On Thu, Jul 18, 2024, 15:43 Thomas Köller <thomas@xxxxxxxxxxxxxxxxxx> wrote:
Am 18.07.24 um 14:04 schrieb Mantas Mikulėnas:
> Yes, but namespace persistence actually relies on filesystem access –
> it's implemented as a bind-mount of the namespace file descriptor (onto
> /run/netns for the 'ip netns' tool), as otherwise namespaces only exist
> as long as processes that hold them.
>
> So if you have any service options that cause a new *mount* namespace to
> be created (preventing its filesystem mounts from being visible outside
> the unit), then it cannot pin persistent network namespaces.
Quoting the manual page:
ProtectSystem=
Takes a boolean argument or the special values "full" or
"strict". If true, mounts the /usr/ and the boot loader directories
(/boot and /efi) read-only for processes invoked by this unit. If set
to "full", the /etc/ directory is mounted read-only, too.

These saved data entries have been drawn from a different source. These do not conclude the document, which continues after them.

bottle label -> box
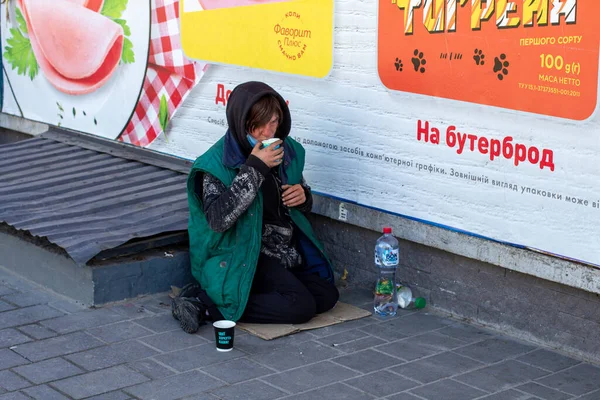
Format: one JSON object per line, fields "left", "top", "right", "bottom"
{"left": 375, "top": 278, "right": 394, "bottom": 295}
{"left": 378, "top": 248, "right": 398, "bottom": 267}
{"left": 374, "top": 253, "right": 381, "bottom": 266}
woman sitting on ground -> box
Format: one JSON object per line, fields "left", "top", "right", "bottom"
{"left": 178, "top": 81, "right": 338, "bottom": 331}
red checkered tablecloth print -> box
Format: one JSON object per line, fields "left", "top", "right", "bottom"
{"left": 119, "top": 0, "right": 207, "bottom": 147}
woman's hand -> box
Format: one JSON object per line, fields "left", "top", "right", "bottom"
{"left": 281, "top": 184, "right": 306, "bottom": 207}
{"left": 250, "top": 140, "right": 284, "bottom": 168}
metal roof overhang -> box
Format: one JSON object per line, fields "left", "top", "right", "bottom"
{"left": 0, "top": 128, "right": 194, "bottom": 265}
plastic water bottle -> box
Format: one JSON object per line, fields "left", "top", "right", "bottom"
{"left": 396, "top": 284, "right": 427, "bottom": 310}
{"left": 373, "top": 227, "right": 399, "bottom": 317}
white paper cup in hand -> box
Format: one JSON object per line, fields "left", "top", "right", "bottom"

No mention of /var or /run.
It still works this way whether it's mentioned or not. Once the unit's process is put in a new mount namespace, the entire `/` is marked private so that any mounts made underneath `/` remain visible only in that namespace. This equally affects the "read-only /etc" mount done by systemd itself as well as the /run/netns mount done by 'ip' or any other mounts done anywhere else.
In theory it would be possible to carve out exceptions such as marking /run shared again, but then /run/systemd would need to be marked private again, etc. – and mount propagation across namespaces is complex enough as it is.
Also, note that the bind mounts in in
/var/run/netns and /run/netns are actually created by 'ip netns add',
they just are't usable.
No, the mount *points* in /run/netns are created (as regular empty files), but they don't become actual mounts, that's why they're not usable.
There's a distinction between mount points (files or directories seen in `ls`) and mounts (seen in `findmnt`) – make your service script log its findmnt output to a file and compare it to findmnt output seen from the outside.
(ember) /home/grawity $ mount | grep netns
tmpfs on /run/netns type tmpfs (rw,nosuid,nodev,size=3268196k,nr_inodes=819200,mode=755,inode64)
(ember) /home/grawity $ sudo systemd-run --shell -p ProtectSystem=full
Running as unit: run-u1253.service; invocation ID: 9d4675b9ef7c40d68486b3058ee8a60b
Press ^] three times within 1s to disconnect TTY.
root@ember /home/grawity # mount | grep netns
tmpfs on /run/netns type tmpfs (rw,nosuid,nodev,size=3268196k,nr_inodes=819200,mode=755,inode64)
root@ember /home/grawity # ip netns add foo
root@ember /home/grawity # mount | grep netns
tmpfs on /run/netns type tmpfs (rw,nosuid,nodev,size=3268196k,nr_inodes=819200,mode=755,inode64)
nsfs on /run/netns/foo type nsfs (rw)
root@ember /home/grawity # exit
Finished with result: success
Main processes terminated with: code=exited, status=0/SUCCESS Service runtime: 18.451s
(ember) /home/grawity $ mount | grep netns
tmpfs on /run/netns type tmpfs (rw,nosuid,nodev,size=3268196k,nr_inodes=819200,mode=755,inode64)
(ember) /home/grawity $
(The non-systemd rough equivalent is `unshare --mount --propagation=private`, and you can attach to a namespace using `nsenter` – an "ip netns exec" is approximately an `nsenter --net`.)